After observation, there's resonance. "I don't shoot a picture unless I love it," Joanna says. "I'm not out there just taking pictures for the sake of doing it." And if what she sees doesn't mean something to her, she'll pass by. "I'll be traveling for days and not shoot a single picture, and I don't feel sad about it. I was in Paris for a week once, and I shot just one picture the whole time—but it was a beautiful image."

Joanna photographs for stock and fine-art sales, carefully selecting the subjects she chooses for both. For stock, the images are the result of her own self-assignments, or she'll choose from the stock agency's want list. "I'll look over the list to see if there's something I like to do," she has said, "something I fit in with and am good at. Once I find it, the important thing is to interpret it in my own way, to let my emotions come through in the photographs."

Her subjects range from still life to wildlife, from found images to travel portraits. The one thing she doesn't photograph is fashion, which is, at first, curious given that Joanna was a fashion model before becoming a photographer. "I did a lot of modeling and TV commercials," she says. "I even studied acting for three years, trying to figure out what to do after modeling." But she was never entirely comfortable with the modeling business or with acting. "When I picked up a camera it seemed the most natural thing in the world, but I didn't want to be a fashion photographer." Fashion, she has said, was "too arranged, too much of a fantasy," and the photographs she liked to take had more to do with what was happening naturally all around her. "From the beginning, I wanted to photograph what I found in nature and life."

Joanna began taking pictures and showing her work to publications and a stock agency. "We all come into this business in different ways," she has said. "I'm self-taught. I didn't have anyone telling me about it, I didn't become an assistant.

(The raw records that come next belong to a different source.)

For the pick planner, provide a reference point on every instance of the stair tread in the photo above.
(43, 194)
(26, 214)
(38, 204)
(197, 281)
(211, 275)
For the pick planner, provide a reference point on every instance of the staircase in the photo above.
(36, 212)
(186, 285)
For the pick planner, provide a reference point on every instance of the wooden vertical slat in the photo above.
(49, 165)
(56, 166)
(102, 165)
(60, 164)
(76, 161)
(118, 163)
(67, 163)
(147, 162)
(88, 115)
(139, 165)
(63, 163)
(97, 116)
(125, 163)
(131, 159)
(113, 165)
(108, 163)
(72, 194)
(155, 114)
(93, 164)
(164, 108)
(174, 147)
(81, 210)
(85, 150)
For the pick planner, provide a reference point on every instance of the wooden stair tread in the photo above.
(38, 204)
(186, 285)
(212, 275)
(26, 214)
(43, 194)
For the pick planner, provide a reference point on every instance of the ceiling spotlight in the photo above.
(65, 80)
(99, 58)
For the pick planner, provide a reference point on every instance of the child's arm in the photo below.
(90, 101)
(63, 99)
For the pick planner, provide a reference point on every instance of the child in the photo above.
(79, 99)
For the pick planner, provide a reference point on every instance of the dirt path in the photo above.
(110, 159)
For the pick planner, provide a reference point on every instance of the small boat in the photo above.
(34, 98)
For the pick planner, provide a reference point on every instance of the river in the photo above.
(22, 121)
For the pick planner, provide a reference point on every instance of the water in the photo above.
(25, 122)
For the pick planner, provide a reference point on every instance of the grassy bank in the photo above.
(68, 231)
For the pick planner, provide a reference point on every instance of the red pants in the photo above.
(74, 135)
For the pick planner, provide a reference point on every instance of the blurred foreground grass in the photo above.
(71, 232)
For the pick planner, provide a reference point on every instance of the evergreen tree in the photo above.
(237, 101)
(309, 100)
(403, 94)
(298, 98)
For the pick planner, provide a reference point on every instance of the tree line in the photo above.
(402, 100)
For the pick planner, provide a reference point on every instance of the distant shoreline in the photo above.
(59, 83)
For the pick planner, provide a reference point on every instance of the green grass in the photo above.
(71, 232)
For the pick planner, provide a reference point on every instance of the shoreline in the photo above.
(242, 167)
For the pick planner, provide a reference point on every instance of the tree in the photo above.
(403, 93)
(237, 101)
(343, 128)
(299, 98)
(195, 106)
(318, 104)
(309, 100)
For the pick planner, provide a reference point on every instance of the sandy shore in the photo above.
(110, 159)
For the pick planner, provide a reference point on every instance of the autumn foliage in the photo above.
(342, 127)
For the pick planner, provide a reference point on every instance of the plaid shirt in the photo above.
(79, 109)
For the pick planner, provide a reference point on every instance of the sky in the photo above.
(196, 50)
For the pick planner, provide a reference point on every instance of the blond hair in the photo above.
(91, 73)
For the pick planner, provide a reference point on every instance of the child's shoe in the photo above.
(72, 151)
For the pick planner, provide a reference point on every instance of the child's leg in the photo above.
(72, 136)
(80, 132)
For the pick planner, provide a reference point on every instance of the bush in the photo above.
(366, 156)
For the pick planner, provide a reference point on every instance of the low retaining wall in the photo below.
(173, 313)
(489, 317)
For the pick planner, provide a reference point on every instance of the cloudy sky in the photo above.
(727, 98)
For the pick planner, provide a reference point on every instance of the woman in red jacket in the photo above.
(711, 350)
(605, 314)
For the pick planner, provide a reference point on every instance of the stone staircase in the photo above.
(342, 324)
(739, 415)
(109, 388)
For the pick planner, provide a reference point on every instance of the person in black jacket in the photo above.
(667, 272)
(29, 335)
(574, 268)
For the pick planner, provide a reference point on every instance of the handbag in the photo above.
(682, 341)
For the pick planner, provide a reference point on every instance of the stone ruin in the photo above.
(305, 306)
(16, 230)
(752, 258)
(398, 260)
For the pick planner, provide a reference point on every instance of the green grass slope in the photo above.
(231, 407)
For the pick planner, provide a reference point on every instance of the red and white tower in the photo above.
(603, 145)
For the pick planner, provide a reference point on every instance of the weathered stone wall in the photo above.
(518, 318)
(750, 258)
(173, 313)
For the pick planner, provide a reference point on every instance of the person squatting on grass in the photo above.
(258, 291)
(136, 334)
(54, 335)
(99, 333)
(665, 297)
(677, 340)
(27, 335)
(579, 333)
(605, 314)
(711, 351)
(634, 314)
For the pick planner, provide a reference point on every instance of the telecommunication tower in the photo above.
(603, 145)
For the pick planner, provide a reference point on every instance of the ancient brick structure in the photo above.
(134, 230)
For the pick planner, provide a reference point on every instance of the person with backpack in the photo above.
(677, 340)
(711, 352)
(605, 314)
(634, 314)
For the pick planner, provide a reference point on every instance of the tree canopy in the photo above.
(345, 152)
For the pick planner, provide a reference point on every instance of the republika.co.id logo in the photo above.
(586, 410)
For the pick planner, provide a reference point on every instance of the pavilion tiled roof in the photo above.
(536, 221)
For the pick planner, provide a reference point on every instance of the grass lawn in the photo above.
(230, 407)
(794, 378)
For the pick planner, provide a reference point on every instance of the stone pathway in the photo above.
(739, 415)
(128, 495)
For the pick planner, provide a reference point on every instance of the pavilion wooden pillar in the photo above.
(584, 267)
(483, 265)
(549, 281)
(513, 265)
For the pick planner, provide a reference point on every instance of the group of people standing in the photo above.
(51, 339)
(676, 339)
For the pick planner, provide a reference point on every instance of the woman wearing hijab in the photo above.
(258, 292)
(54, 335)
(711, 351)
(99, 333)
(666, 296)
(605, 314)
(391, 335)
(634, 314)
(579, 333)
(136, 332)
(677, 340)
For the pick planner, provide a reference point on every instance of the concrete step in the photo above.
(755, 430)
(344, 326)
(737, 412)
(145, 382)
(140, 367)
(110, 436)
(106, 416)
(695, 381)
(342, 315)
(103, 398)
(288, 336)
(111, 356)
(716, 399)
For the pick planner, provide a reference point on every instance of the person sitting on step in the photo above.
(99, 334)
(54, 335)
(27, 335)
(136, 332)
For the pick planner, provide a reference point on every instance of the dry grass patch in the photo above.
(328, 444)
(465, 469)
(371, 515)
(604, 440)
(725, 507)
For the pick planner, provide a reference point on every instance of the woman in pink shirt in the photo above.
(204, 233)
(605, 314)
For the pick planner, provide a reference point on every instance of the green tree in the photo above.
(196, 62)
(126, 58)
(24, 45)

I just had a camera and loved going out to look for pictures. No one directed me, and I liked being on my own. From the beginning, I got to do what I loved to do."

While she enjoys the freedom to photograph subjects that appeal to her, she understands that she has to be a careful evaluator of her own work. "I think about the images a lot, even before I start to edit and select them. And then I edit very slowly and very meticulously." She spoke recently of a photo she'd taken in China. "There are a few things happening in the photograph that I don't know if I like, and I haven't shown the picture to anyone yet." She describes it as an image of people entering a temple. "It was taken from behind them, and everyone is dressed in gray or dark blue clothing, except this little baby who is being carried on her father's shoulder; she's in a pink hat and coat." It's an image that speaks of cultural changes—"the children exploding in color when the parents can only wear gray," Joanna says, but there's something about it that she's not sure of, and so she's holding it back.

Which has nothing to do with the picture not being perfect. In this particular image she knows the observation was precise; it's the resonance she's still evaluating.

In the Bag

Joanna currently shoots with a D100 and an F100. "I love film, and I'm still shooting film, but about a year ago I started to shoot with a digital cameras as well. I guess it was just the excitement of digital. I wanted to learn about it and try it."

Among her favorite lenses are the 24-120mm f/3.5-5.6D AF Zoom-Nikkor and the 80-200mm f/2.8D ED-IF AF-S Zoom-Nikkor. She's recently added the 70-180mm f/4.5-5.6D AF ED Zoom Micro-Nikkor.